Vella napisał(a):Przeczytałam jednym tchem.
Podobało mi się.
Dziękuję
Katerina napisał(a):Beata, jest duuużo lepiej Za dnia było dobre 24 stopnie ( w zaciszu dużo więcej), teraz wieczorem gorzej - wciąż wieje zimnem i polary niezbędne. Ciepły Cyc nam też nie odpowiada Toteż z zacięciem pijemy zimnego, z nastawieniem,że co nas nie zabije, to wzmocni Poprawa jest na tyle,że wczoraj skarpety były potrzebne, a dzisiaj lekki przykurcz, ale da radę bez...
beatabm napisał(a):Gandalf Biały napisał(a):Pięknie opisujesz Wasze kapitańskie przygody na Jadranie ...
Dotarłem do 8 -mej strony , ale czytam dalej !!!
Także uchwyciłaś piękne niebo .
Pozdrawiam i gonię czołówkę ...
Krzysiek
Miło Cię gościć.
Sporo jeszcze przed Tobą, relacja dzięki wiernym Czytelnikom była długa.
Ufam że dotrwasz do końca
gusia-s napisał(a):A ja już w PL. Wczoraj Chorwacja żegnała nas słoneczną pogodą i ciepełkiem ale woda w Jadranie stanowczo za zimna.

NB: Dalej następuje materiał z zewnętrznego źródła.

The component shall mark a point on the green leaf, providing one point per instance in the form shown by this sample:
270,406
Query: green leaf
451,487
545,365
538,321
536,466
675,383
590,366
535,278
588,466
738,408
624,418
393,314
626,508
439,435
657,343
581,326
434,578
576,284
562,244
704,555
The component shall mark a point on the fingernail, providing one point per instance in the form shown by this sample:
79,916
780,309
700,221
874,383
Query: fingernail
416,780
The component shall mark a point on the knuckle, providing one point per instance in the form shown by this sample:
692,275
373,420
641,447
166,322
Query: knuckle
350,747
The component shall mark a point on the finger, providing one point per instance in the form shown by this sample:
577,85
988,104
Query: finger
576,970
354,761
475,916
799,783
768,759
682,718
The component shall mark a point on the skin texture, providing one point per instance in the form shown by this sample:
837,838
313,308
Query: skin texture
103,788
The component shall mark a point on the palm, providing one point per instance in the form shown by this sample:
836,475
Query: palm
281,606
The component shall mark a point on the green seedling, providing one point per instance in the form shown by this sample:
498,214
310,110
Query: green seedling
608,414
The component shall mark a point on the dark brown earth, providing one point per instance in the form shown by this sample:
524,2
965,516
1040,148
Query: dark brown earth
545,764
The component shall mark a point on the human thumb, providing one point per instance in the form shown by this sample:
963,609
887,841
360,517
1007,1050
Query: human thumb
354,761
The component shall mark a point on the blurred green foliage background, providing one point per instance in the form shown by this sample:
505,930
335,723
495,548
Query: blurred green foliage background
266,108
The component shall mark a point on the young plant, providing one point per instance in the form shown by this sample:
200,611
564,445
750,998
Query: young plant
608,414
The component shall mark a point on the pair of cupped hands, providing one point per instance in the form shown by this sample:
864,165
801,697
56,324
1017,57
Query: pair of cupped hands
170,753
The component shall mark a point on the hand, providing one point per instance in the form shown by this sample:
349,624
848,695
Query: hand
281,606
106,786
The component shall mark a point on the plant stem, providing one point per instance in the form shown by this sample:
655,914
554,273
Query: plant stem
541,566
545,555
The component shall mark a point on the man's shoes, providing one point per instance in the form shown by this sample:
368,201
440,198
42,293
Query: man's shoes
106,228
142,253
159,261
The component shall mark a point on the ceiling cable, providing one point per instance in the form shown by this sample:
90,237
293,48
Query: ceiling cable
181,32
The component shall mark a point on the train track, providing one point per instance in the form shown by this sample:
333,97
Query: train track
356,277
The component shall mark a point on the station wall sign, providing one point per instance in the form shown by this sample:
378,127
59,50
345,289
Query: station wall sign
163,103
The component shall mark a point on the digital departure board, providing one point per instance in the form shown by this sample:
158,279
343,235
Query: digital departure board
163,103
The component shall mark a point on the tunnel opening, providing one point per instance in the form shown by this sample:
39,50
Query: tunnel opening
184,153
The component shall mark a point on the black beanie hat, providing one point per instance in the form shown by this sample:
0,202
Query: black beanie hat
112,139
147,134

Taki wrzesień no cóż.
Rejs zakończony wynikiem 112 mil w 6 dni, Kastela - Palmizana (Pakleni Otoci) -Komiza (Vis) - Palmizana - Milna (Brac) - Split - Kastela. Dodatkowo desant lądowy do Hvaru i Trogiru
Pogoda była w kratkę, Jadran za zimny dla mnie :/ Czasem dęło i bujało mocno. Choroba morska nie dopadła. Przez chwilkę towarzyszyły nam delfiny ale z uwagi na warunki (kamizelki, szelki) nie udało sie strzelić fotki.

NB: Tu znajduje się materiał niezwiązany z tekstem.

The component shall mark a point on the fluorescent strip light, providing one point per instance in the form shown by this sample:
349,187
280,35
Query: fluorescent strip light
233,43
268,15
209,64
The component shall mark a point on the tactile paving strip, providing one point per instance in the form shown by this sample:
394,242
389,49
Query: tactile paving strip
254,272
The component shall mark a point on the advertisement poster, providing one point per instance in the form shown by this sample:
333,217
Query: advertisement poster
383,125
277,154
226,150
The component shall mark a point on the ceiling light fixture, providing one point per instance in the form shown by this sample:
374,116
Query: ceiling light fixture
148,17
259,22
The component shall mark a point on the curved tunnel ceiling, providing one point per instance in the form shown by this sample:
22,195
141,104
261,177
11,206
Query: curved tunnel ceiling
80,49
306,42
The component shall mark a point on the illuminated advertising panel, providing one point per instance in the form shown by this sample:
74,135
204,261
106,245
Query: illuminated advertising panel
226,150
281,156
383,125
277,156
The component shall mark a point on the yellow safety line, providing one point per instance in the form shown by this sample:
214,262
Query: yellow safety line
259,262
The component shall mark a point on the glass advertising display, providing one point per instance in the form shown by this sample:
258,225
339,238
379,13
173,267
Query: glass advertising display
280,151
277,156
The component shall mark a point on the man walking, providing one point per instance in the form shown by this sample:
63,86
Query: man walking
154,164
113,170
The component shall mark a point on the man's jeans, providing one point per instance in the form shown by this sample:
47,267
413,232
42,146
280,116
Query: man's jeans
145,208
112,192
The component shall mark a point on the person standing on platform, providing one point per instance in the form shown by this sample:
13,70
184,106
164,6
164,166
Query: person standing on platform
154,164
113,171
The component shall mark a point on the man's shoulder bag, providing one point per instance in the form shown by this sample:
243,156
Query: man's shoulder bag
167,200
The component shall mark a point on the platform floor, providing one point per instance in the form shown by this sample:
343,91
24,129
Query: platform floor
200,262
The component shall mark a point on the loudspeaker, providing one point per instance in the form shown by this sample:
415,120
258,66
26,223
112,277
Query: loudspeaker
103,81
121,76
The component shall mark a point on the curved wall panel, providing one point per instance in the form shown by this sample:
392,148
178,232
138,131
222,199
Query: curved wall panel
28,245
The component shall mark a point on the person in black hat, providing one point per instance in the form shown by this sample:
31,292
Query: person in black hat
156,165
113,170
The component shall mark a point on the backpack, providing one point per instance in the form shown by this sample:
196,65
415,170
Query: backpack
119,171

Ekipa była fajna, chętnie powtórzę przygodę a jeszcze chętniej w lipcu bądź sierpniu
lew napisał(a):.........pływałaś w sezonie? Nie widziałem cię
lew napisał(a):....." ciągły brak wiatru, dziki tłum w portach, wyścigi po ostatnie miejsca czy bojki. " Ten rok jakiś dziwny był: wiało ,lało, falowało i nie bylo wyścigów , bo wprowadzili rezerwację w portach, a nawet przed knajpami - kłódki na bojkach, "przywiązane" mooringi itp
beatabm napisał(a):... Tak mocno wiało że mieliście szelki i kamizelki?